Open In Colab

Intro to Census Data with Python#

To run the code:

Make sure you have this notebook open in Google Colab (if you are starting from the digital textbook, click on the icon to the top right and click Colab). Each block of code is called a cell. To run a cell, hover over it and click the arrow in the top left of the cell, or click inside of the cell and press Shift + Enter.

Note: When you run a block of code for the first time, Google Colab will say Warning: This notebook was not authored by Google. Please click Run Anyway.
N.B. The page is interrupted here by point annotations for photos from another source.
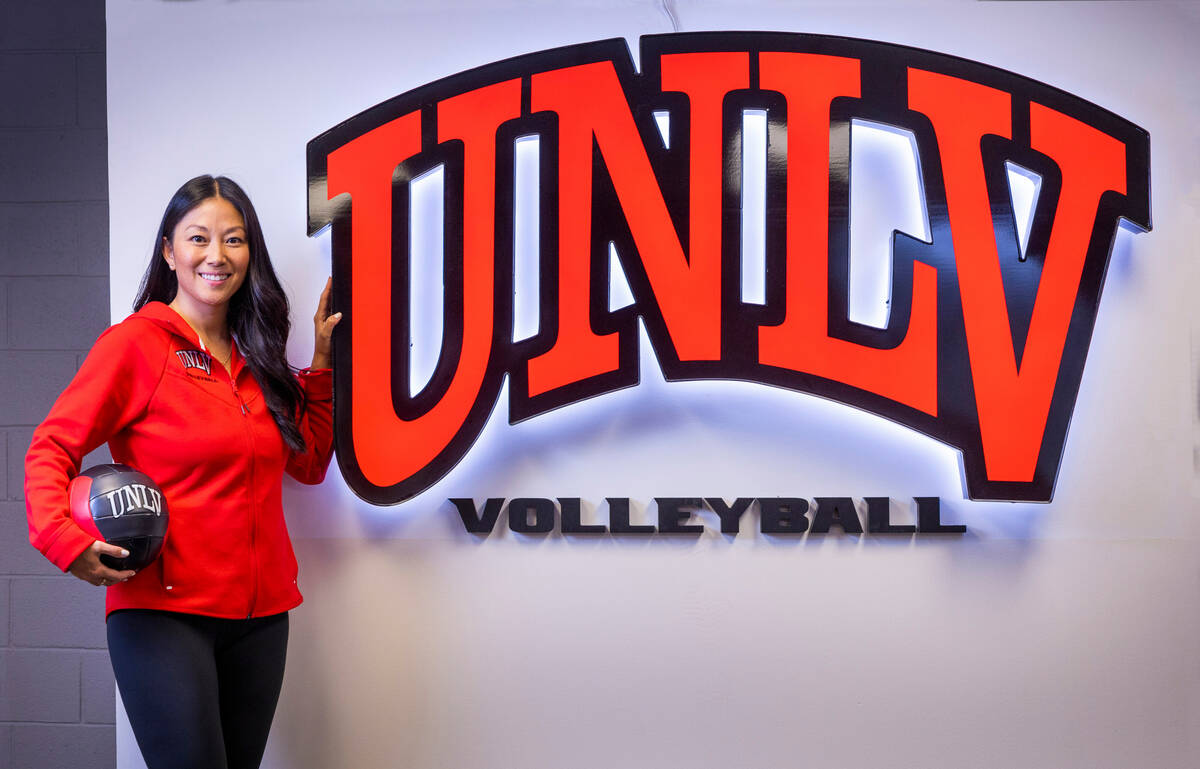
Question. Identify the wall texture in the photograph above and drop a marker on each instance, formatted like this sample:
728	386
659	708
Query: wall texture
55	682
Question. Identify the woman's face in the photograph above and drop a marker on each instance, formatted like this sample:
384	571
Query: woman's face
210	256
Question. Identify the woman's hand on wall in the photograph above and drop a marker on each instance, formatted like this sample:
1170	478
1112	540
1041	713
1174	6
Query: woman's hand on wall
323	329
89	569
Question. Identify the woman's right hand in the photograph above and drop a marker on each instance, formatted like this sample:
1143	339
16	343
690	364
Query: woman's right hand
89	569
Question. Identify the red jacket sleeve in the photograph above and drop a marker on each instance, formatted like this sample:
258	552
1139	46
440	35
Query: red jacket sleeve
111	390
316	425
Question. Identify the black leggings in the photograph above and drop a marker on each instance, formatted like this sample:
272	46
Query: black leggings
199	691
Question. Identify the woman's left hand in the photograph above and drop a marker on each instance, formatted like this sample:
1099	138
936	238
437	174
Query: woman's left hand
323	329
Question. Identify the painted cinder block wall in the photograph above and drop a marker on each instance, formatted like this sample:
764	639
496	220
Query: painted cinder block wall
55	683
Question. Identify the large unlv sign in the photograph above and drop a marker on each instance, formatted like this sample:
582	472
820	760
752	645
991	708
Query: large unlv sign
983	349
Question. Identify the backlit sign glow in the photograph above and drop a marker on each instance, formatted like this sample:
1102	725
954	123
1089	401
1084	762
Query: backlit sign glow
991	289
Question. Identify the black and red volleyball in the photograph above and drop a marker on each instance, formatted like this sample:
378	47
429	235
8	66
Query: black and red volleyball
121	506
Sign up for a Census API key here. It may take some time for you to receive the email to activate the API key, so this tutorial notebook is divided into two sections: 1. Without API Key and 2. With API Key.

Without API Key: pygris#

#@title Import modules
!pip install -q pygris
from pygris import validate_state, tracts
from pygris.data import get_census
import matplotlib.pyplot as plt

Get outlines of Census Tracts within Orange County

tracts = tracts(state = "FL",
                county = ['Orange'],
                year = 2023)

tracts.plot()
Using FIPS code '12' for input 'FL'
Using FIPS code '095' for input 'Orange'
<Axes: >
../_images/0a968bbd1c3de1808f037dbaa6427784e5eb34b5ddb8b274de65627c7bee1833.png

In Census data, there are unique variable names for hundreds of different datasets. Go to this list of Census variables and find the codes that align with your topic. Add these codes, along with what you want the column name to be, using the format below:

census_vars = {
    "CENSUS_CODE": "NAME_OF_YOUR_COLUMN",
    "CENSUS_CODE": "NAME_OF_YOUR_COLUMN",
    etc...
}

If you’re not sure which Census variables to use, here is a starting point

census_vars = {
    "B01003_001E": 'TOT_POP',
    "C17002_001E": 'INCOME_POVERTY_RATIO',
    "B19058_001E": 'TOT_FOOD_ASSIST',
    "B01002_001E": 'MEDIAN_AGE',
    "B19013_001E": 'MEDIAN_HOUSEHOLD_INCOME',
}

Census Variable

Description

B01003_001E

Total Population

C17002_001E

Ratio of Income to Poverty Level in the Past 12 Months

B19058_001E

Total Public Assistance Income or Food Stamps/SNAP in the Past 12 Months for Households

B01002_001E

Median Age

B19013_001E

Median Household Income in the Past 12 Months (in 2023 Inflation-Adjusted Dollars)

# Enter your code here
census_vars = {
    
}

census_data = get_census(dataset = "acs/acs5",
                           variables = list(census_vars.keys()),
                           year = 2023,
                           params = {
                             "for": "tract:*",
                             "in": f"state:{validate_state('FL')}"},
                           guess_dtypes = True,
                           return_geoid = True).rename(columns=census_vars)

census_data.head()

Example:#

census_vars = {
    "B01003_001E": 'TOT_POP',
    "C17002_001E": 'INCOME_POVERTY_RATIO',
    "B19058_001E": 'TOT_FOOD_ASSIST',
    "B01002_001E": 'MEDIAN_AGE',
    "B19013_001E": 'MEDIAN_HOUSEHOLD_INCOME',
}

census_data = get_census(dataset = "acs/acs5",
                           variables = list(census_vars.keys()),
                           year = 2023,
                           params = {
                             "for": "tract:*",
                             "in": f"state:{validate_state('FL')}"},
                           guess_dtypes = True,
                           return_geoid = True).rename(columns=census_vars)

census_data.head()
Using FIPS code '12' for input 'FL'
TOT_POP INCOME_POVERTY_RATIO TOT_FOOD_ASSIST MEDIAN_AGE MEDIAN_HOUSEHOLD_INCOME GEOID
0 5187 5006 2319 21.5 18657.0 12001000201
1 5897 4509 1897 21.4 17609.0 12001000202
2 3703 3703 1855 27.5 47813.0 12001000301
3 2500 2500 1255 47.0 39583.0 12001000302
4 5736 5736 2414 31.8 51266.0 12001000400

To visualize these variables on a map, we can merge census_data with tracts.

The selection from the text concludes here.